Week 2 of Rita Gross’s Tricycle Retreat, “Buddhist History for Buddhist Practitioners,” starts today. This week, entitled “The Buddha’s Original Ideas,” explores the questions: How much of what the Buddha taught was original? How much of it was something that other people were already saying as part of the religious teachings of India in his day? There’s an excerpt from Gross’s teaching below and well of a preview of this week’s video. Enjoy!

I think that the first thing we need to know is that the India of the Buddha’s day was a very sophisticated place. Buddhism grew up in the Gangetic valley and the Gangetic plains and at that point in time that was a very fertile, rich, and thriving part of India. A great deal of religious speculation and philosophy had already occurred. Buddha obviously knew about and participated in the milieu of religious speculation and practice that was going on in his day. He did not invent everything that we know as Buddhism whole cloth himself. I think it’s important to know what Buddhism shares with its religious neighbors and what is distinctive to Buddhism.

Much of the basic Buddhist worldview was already in place in the Buddha’s day. There is rebirth—taken for granted in most Buddhist cultures—and rebirth is controlled by karma. There is also that there are multiple world systems in all directions of the cosmos—a much bigger view of the universe for those of us who grew up with the Judeo-Christian world.
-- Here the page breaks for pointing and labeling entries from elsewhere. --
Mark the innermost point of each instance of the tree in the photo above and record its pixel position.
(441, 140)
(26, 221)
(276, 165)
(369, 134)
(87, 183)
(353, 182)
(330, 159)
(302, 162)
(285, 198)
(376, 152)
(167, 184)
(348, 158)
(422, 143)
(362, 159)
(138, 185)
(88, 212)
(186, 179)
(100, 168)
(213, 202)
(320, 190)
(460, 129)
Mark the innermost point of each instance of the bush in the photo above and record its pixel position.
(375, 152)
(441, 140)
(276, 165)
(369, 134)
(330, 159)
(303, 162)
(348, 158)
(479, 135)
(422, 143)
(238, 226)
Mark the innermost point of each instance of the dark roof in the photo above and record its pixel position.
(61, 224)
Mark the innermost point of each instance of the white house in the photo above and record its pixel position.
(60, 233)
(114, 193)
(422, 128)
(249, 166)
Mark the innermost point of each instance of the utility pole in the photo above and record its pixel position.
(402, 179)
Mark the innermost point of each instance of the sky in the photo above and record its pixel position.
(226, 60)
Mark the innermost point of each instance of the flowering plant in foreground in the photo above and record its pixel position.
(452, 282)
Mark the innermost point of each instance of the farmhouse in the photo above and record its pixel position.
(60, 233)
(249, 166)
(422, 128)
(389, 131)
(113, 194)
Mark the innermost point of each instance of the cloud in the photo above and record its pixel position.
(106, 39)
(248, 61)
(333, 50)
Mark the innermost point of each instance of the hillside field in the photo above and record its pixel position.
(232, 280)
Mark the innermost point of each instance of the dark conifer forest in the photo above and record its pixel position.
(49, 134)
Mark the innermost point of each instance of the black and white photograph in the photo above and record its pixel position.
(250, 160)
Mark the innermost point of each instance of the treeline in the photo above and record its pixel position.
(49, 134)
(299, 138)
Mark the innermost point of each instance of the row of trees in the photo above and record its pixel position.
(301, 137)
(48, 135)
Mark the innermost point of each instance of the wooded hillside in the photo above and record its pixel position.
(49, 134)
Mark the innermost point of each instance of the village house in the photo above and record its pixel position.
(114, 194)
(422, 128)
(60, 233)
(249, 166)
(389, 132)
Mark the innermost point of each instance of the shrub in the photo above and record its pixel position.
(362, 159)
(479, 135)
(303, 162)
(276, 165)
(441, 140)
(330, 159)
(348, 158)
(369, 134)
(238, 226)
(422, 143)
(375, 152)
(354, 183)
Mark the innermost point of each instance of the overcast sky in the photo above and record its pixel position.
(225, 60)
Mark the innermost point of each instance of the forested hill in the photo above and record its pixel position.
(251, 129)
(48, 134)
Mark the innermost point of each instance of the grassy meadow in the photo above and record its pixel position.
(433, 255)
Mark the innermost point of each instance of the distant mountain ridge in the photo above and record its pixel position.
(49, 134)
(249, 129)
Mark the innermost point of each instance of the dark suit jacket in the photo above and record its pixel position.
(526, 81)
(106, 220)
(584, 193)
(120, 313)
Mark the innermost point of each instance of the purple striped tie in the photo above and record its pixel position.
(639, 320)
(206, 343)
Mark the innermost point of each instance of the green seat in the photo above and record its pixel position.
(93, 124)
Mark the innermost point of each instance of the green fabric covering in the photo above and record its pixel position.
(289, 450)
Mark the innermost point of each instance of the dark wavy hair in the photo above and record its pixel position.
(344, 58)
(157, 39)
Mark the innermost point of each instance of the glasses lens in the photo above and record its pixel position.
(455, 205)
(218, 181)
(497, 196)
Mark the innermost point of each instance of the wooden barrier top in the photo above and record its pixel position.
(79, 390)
It’s interesting to think that so long ago  people had a view of the world that much more resembles our modern view of the world as immensely vast, that there is endless space and in that endless space there are many, many worlds and cosmoses. That was already the view in India by the time of the Buddha, and he pretty much took that on and took it for granted. He also took for granted that there were many different beings living in many different dimensions of the universe, or we should say multiverse, and that they were all caught in the same basic situation. So many of the things that we think of as Buddhist were already part of India at the time of the Buddha.